I started off as a problem child. I picked on other kids, I refused to share, I intentionally colored outside of the lines, I threw my lunch at other kids, I stuck my gum under the desk, I tattled all the time (only most of it was untrue), I shoved crayons up my nose, and I liked to whine. I was probably the kid that makes their teacher drink a couple glasses of wine at the end of the day when he or she gets home. Yet, I had one teacher in first grade who saw in me a gift for language and story-telling and who decided to put my fibbing and off-task writing to good purpose. When sent to the Above and Beyond class rather than the principal's office, a problem child flourished with new, innovative, creative, and collaborative projects that made me feel nurtured and intellectual.
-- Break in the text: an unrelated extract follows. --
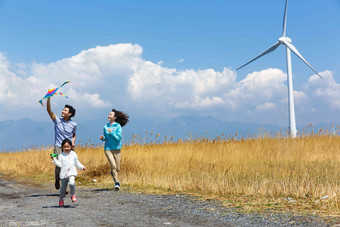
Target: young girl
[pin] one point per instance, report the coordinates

A savvy, seasoned teacher saw that a problem child was more than that, she was bored.
That was probably my best year in elementary school and I remember it still. My parents are still friends with Miss Savvy and she remembers my marked improvement to this day.
The next year, my parents decided to send me to private school.
There were no special classes for special cases, only interventions. I was treated like a problem child again, mostly for talking too much, and instead of seeing that I was bored, the teacher only saw my poor grades in math and sent me to the specialist.
All the other kids made fun of me and said that I spoke out all the time because I was dumb.
The specialist didn't care to know that I tested gifted far beyond anyone in my grade in language, all she could focus on was my deficiency in math, one that I have yet to get over.
For the next two years, I was shuffled around and treated like a special case. My parents were advised to hold me back a grade. My mom said that she was outraged. I had once been a gifted student at my old school and if I needed to be held back it was because I wasn't receiving the instruction I needed or deserved.
The next year, my mom became my teacher. I was home-schooled for the next four years. My mom missed her calling to be a teacher to lots of other deserving children, and instead made me her sole pupil and her legacy as a teacher. She was the best teacher I ever had because she encouraged me to keep my head up with math, gave me one-on-one instruction rather than being expected to keep up with 25 other kids. And the best part was that she gave me plenty of time for the things I was passionate about. If I wanted to spend 25 extra minutes reading about the fall of Rome, I could do that and then make up my other projects later. I wasn't on a schedule to keep up with other kids. If it hadn't been for those years, her instruction, one-on-one time with the things that I was passionate about, I might never have been a thinker, a scholar, a writer, a history buff, or an English major.
The question is, are we "failing" kids by not letting them uncover what they are good at? By keeping them locked into a schedule and held to the same page as a bunch of other kids who are all learning differently. I simply don't think our education system is able to treat kids as individual cases and many of them get lost in the system.